Das Projekt gliedert sich in drei Forschungsbereiche mit starker Beteiligung von MfN-Forscher:innen in den Bereichen A und C:

  • A - Timing
    Das Timing, insbesondere die Datierung von Kraterereignissen, ist wesentlich für das Verständnis der verschiedenen Prozesse, die zur Entstehung der Erde und der anderen terrestrischen Planeten beigetragen haben. Mit theoretischen und experimentellen Methoden, etwa Kratergrößen-Häufigkeitsverteilung auf der Oberfläche von Mond oder Mars, wollen die Wissenschaftler:innen die Chronologie der Entstehung der Kruste, der äußeren Hülle planetarer Körper, entschlüsseln. Die Forschenden des MfN konzentrieren sich auf die Entwicklung eines Modells zur Rekonstruktion des Bombardements der Mondoberfläche durch kosmische Körper und seiner Auswirkungen.
     
  • B - Chemische Zusammensetzung
    Ein weiteres Ziel ist die Bestimmung der chemischen Zusammensetzung und Herkunft des durch Impakte spät akkretierten Materials.

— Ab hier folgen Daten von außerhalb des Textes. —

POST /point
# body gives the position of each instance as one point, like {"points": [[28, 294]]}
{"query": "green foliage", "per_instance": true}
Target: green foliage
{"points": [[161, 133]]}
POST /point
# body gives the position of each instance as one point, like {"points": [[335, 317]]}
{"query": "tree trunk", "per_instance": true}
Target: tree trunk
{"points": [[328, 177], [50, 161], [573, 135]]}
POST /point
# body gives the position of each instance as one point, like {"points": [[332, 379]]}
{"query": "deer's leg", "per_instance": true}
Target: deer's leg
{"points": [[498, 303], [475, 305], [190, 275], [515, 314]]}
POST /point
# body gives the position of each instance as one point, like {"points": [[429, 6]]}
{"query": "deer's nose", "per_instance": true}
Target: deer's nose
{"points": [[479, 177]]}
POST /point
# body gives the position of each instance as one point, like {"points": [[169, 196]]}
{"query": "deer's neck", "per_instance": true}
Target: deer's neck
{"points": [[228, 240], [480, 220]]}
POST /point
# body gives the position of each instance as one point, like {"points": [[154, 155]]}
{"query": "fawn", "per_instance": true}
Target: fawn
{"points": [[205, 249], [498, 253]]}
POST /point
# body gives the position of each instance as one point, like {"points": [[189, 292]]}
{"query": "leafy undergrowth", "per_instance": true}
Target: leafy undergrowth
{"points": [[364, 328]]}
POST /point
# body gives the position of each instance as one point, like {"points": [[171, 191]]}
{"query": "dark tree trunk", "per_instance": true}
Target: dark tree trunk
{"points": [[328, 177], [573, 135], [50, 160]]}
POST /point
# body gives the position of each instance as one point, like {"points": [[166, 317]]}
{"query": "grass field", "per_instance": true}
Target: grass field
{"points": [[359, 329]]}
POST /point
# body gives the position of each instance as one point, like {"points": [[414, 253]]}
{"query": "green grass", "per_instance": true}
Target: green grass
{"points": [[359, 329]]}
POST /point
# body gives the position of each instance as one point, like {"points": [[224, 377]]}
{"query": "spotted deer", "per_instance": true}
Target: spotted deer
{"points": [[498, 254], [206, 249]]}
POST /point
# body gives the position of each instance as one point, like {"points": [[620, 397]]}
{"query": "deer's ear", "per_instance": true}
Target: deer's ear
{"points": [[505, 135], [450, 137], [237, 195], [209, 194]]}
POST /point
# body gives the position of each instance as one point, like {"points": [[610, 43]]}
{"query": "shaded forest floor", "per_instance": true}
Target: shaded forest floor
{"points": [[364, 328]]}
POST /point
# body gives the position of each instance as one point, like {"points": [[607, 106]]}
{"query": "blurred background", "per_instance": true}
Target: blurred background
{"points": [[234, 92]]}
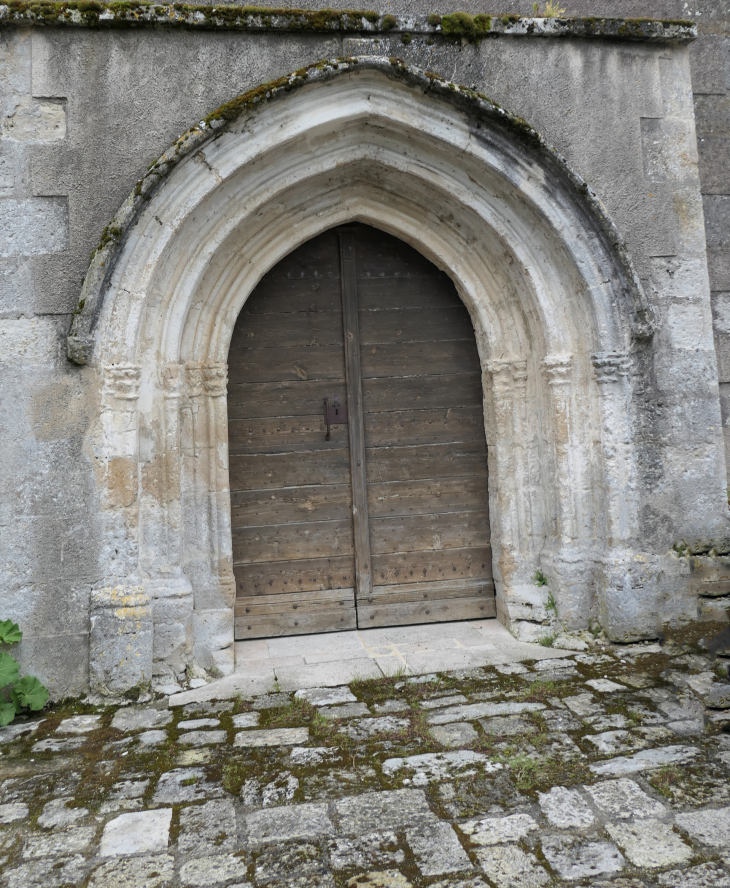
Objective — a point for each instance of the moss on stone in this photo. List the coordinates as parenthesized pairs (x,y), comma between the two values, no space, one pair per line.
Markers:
(463,26)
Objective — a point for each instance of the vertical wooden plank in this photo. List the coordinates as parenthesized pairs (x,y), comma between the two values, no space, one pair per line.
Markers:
(348,277)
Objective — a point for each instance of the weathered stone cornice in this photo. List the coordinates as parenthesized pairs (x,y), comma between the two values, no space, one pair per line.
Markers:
(457,26)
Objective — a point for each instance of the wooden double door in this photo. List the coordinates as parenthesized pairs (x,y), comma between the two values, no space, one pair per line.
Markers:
(379,516)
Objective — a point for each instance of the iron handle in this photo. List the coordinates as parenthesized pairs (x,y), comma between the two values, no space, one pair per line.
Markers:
(334,414)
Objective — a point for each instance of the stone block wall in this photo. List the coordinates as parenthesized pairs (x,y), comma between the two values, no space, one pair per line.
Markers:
(82,115)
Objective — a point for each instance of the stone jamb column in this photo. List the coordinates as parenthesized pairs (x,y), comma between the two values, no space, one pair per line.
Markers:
(120,642)
(569,559)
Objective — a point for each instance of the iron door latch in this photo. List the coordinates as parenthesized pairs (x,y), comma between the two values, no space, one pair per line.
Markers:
(334,414)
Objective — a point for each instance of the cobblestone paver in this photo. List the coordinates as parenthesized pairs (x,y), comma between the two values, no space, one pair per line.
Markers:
(608,767)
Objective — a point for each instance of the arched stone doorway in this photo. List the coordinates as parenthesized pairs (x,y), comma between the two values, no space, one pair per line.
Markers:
(554,303)
(374,512)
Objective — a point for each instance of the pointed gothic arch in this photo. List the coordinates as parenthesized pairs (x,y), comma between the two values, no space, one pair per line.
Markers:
(549,287)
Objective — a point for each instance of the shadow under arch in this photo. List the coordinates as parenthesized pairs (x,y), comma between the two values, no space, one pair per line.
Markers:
(550,289)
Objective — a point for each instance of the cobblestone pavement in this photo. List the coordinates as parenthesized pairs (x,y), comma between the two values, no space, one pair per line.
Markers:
(609,767)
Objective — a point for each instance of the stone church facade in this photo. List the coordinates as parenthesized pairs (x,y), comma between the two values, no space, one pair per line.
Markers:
(566,177)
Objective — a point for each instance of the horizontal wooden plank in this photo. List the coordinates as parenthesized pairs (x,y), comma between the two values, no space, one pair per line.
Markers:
(414,291)
(430,591)
(423,497)
(412,325)
(321,502)
(412,359)
(316,259)
(440,426)
(422,392)
(283,296)
(426,461)
(329,599)
(323,362)
(371,615)
(295,623)
(429,533)
(289,542)
(380,254)
(264,399)
(290,329)
(307,575)
(285,433)
(277,470)
(421,567)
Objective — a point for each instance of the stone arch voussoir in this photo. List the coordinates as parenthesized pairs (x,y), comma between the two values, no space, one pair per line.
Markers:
(550,287)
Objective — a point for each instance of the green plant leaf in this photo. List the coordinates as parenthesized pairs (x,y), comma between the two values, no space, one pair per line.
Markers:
(31,693)
(9,673)
(7,714)
(9,632)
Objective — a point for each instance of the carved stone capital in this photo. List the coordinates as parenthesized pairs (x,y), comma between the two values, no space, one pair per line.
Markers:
(172,378)
(610,366)
(215,379)
(558,369)
(194,380)
(121,381)
(507,373)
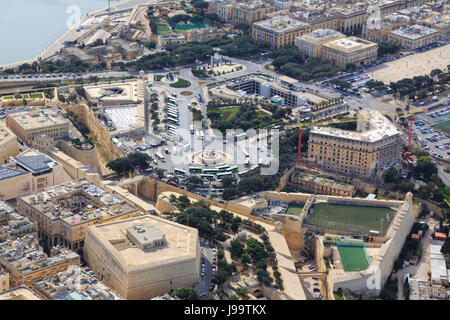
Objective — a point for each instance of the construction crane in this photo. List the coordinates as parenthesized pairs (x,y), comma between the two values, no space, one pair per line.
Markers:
(351,119)
(109,4)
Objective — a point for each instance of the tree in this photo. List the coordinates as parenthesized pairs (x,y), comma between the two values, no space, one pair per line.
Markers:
(184,293)
(236,249)
(425,167)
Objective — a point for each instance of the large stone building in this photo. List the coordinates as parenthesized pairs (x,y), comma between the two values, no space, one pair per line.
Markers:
(413,37)
(349,50)
(8,144)
(311,43)
(375,146)
(73,284)
(29,125)
(13,224)
(141,258)
(31,171)
(25,263)
(64,212)
(279,31)
(247,13)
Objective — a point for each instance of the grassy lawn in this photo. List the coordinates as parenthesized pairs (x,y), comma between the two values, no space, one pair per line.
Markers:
(228,113)
(36,95)
(181,83)
(340,216)
(163,29)
(443,126)
(294,209)
(353,258)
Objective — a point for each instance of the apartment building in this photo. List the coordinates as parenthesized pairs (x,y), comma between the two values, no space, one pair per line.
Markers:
(61,286)
(279,31)
(28,125)
(26,264)
(13,224)
(311,43)
(8,144)
(64,212)
(349,50)
(375,146)
(413,37)
(248,13)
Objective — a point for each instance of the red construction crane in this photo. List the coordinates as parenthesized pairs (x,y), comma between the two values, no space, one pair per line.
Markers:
(325,123)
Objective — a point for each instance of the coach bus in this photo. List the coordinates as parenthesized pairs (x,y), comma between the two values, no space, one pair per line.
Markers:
(223,168)
(225,174)
(195,170)
(211,171)
(241,174)
(179,172)
(209,177)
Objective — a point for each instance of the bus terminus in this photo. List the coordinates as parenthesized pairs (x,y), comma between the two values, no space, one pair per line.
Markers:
(160,156)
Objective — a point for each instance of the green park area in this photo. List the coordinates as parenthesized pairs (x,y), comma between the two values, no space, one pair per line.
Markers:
(443,126)
(351,218)
(295,209)
(181,83)
(163,29)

Die Untersuchungen liefern wichtige Grundlagen für die Beantwortung zentraler Fragen beispielsweise nach der Herkunft des Wassers. Die Forschung konzentriert sich unter anderem darauf zu verstehen, wie sich die Zusammensetzung des spät akkretierten Materials sich im Laufe der Zeit verändert hat und wie die Zusammensetzung der Planeten durch Einschläge beeinflusst wurde.
     
  • C - Geodynamische Implikationen
    Darüber hinaus werden die geodynamischen Implikationen der späten Akkretion durch numerische Modellierung der Impaktprozesse, der Impakt-induzierten Bildung, Abkühlung und Kristallisation von Magma-Ozeanen und der Wechselwirkung mit Proto-Atmosphären untersucht. Die MfN-Forscher:innen konzentrieren sich dabei auf den Verbleib des Materials der Einschlagkörper und inwieweit riesige Einschläge, wie das mondbildende Ereignis, weit verbreitetes Schmelzen der Kruste und des oberen Mantels auf der Erde verursacht haben könnten, was zu einem globalen oder partiellen Magmaozean geführt hätte.

Die Ergebnisse des Verbundforschungsprojekts werden wesentlich dazu beitragen, die frühe Entwicklung der erdähnlichen Planeten besser zu verstehen, die vermutlich entscheidend war für das Vorhandensein lebensfreundlicher Bedingungen auf der Erde.